Commentary

Video

Dr Leslie on the Clinical Benefit of Axi-Cel in Elderly Patients With R/R LBCL

Lori A. Leslie, MD, discusses the efficacy and safety of second-line axicabtagene ciloleucel in elderly patients with high-risk, relapsed/refractory large B-cell lymphoma.

Lori A. Leslie, MD, director, Indolent Lymphoma and Chronic Lymphocytic Leukemia Research Programs, John Theurer Cancer Center, assistant professor, Hackensack Meridian School of Medicine, discusses the efficacy and safety of second-line axicabtagene ciloleucel (Yescarta; axi-cel) in elderly patients with high-risk, relapsed/refractory large B-cell lymphoma (LBCL).

At the 2023 ASH Annual Meeting, investigators presented findings from a subgroup analysis of patients 65 years of age or older from the phase 3 ZUMA-7 trial (NCT03391466), Leslie begins. In this global trial, patients who had refractory LBCL and had relapsed within 12 months after initial chemoimmunotherapy were randomly assigned 1:1 to treatment with axi-cel or conventional therapy. In the standard-of-care (SOC) arm, patients who responded to chemoimmunotherapy subsequently underwent treatment with high-dose chemotherapy with autologous stem cell transplantation.

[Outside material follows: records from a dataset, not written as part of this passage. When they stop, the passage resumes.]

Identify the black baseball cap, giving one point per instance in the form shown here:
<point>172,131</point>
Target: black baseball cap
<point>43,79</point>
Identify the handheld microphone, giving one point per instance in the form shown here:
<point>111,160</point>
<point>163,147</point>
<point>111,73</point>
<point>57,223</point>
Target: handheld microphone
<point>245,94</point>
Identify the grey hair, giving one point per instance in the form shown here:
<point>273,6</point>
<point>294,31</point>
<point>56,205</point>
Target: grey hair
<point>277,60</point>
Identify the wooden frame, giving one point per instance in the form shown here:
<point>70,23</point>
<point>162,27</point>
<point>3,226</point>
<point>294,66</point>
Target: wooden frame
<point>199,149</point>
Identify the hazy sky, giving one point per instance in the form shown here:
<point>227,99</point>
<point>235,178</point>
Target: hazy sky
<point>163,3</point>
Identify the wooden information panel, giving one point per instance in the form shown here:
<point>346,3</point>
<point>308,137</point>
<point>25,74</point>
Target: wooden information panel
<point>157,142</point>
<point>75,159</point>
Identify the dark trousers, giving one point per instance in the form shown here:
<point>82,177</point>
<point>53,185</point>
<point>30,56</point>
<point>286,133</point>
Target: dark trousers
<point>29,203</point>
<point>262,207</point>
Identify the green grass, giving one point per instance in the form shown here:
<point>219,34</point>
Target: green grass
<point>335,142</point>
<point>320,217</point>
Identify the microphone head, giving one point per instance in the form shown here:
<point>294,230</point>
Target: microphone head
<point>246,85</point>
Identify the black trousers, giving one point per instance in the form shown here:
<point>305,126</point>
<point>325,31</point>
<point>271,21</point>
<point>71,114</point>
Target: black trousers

Results demonstrated that axi-cel produced statistically significant and clinically meaningful benefits in overall survival (OS) and progression-free survival (PFS) vs SOC treatment in this population, Leslie reports. Overall, patients treated with axi-cel experienced a median OS of43.5 months (95% CI; 20.9-not evaluable [NE]) compared with 19.5 months (95% CI; 12.3-NE) in the SOC arm (HR, 0.691; 95% CI, 0.401-1.190). Moreover, the median OS with axi-cel in patients aged 70 years or older was 24.7 months (95% CI; 12.8-NE) vs 11.2 months (95% CI; 6.1-NE) with the SOC (HR, 0.330; 95% CI, 0.135-0.809).

Similarly, the median PFS in patients 65 years of age or older was 28.6 months (95% CI; 5.1-NE) with axi-cel and 5.0 months (95% CI; 2.8-7.3) with the SOC (HR, 0.406; 95% CI, 0.230-0.715). In patients 70 year of age or older, axi-cel elicited a median OS of 11.4 months (95% CI; 4.1-NE), and the SOC produced a median OS of 2.7 months (95% CI; 1.7-5.0; HR, 0.206; 95% CI, 0.078-0.547).

These findings indicate that axi-cel should be considered as an intensive and potentially curative second-line therapeutic option for patients with relapsed/refractory LBCL regardless of age, Leslie concludes.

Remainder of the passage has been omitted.